Die Aktionsplattform „AbilityWatch“ fordert als Teil der Behindertenbewegung die Vertretung für Menschen mit Behinderung von Menschen mit Behinderungen. Als DPO (Disabled People’s Organisation) organisiert „AbilityWatch“ Demonstrationen und macht durch Öffentlichkeitsarbeit auf die fehlende Gleichberechtigung und mangelnde Einhaltung der UN-Behindertenrechtskonvention aufmerksam.

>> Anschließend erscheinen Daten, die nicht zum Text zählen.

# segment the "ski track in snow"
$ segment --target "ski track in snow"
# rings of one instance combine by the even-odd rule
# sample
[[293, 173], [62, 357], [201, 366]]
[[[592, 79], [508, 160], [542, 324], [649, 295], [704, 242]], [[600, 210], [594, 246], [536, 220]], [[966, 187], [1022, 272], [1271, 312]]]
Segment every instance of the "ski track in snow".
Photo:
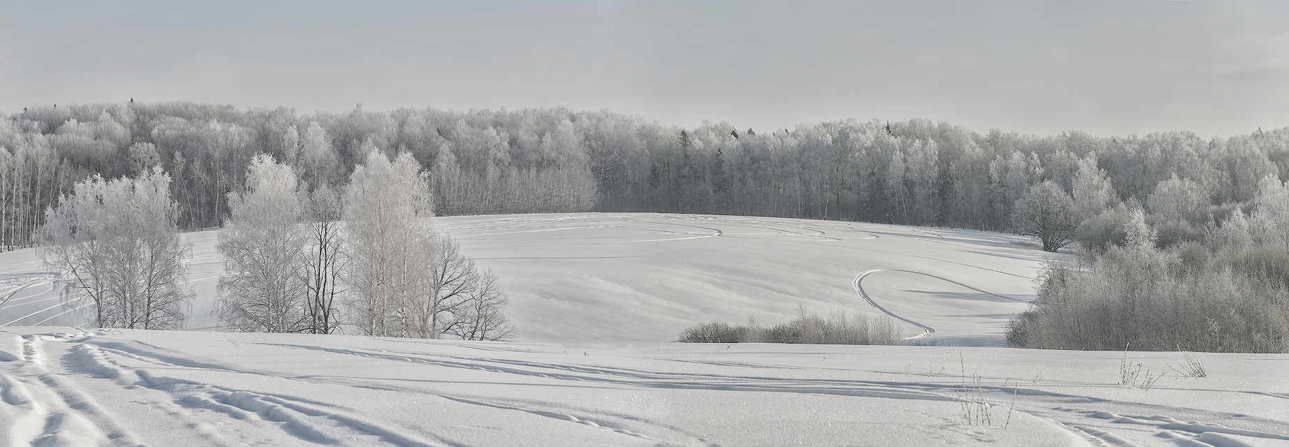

Die Landesarbeitsgemeinschaft Selbsthilfe Sachsen e.V. will die Teilhabe von Menschen mit Behinderungen und chronischen Erkrankungen in Sachsen verbessern.

LIGA Selbstvertretung Sachsen. Netzwerk Behinderung und Menschenrechte in Sachsen.

Ohrenkuss ist ein Blog in dem Menschen mit Downsyndrom über alles schreiben was sie interessiert und sie beschäftigt.

Echt behindert! – der Podcast zu Barrierefreiheit und Inklusion: In diesem Podcast geht es um Inklusion, Barrierefreiheit, Teilhabe und Diversität. Nach dem Motto „nichts über uns ohne uns“ sprechen behinderte Menschen über politische, soziale und persönliche Themen.

Kellerkinder e.V. ist ein Zusammenschluss von Menschen die aufgrund ihrer Lebenserfahrungen seelische Hindernisse (andere nennen es psychische Erkrankung/en) in ihrem Leben zu bewältigen haben und sich zusammengeschlossen haben, um ihre Interessen gegenüber der Gesellschaft zu vertreten.

EnableMe Community: Onlineforum für sichtbare und nicht-sichtbare Behinderungen und chronische Krankheiten. Für Selbstbetroffene, Angehörige und Freund*innen.

https://leidmedien.de/ wurde 2012 gegründet, um Journalist*innen Tipps für eine Berichterstattung über behinderte Menschen auf Augenhöhe zu geben. Ein Team aus Medienschaffenden mit und ohne Behinderung berät seitdem Redaktionen, um Berührungsängste abzubauen und Begegnungen zwischen nicht behinderten und behinderten Menschen zu schaffen.

#AbleismusTötet ist ein journalistisches Rechercheprojekt zu Gewalt an Menschen mit Behinderungen.

FmB – Interessensvertretung Frauen* mit Behinderungen in Österreich.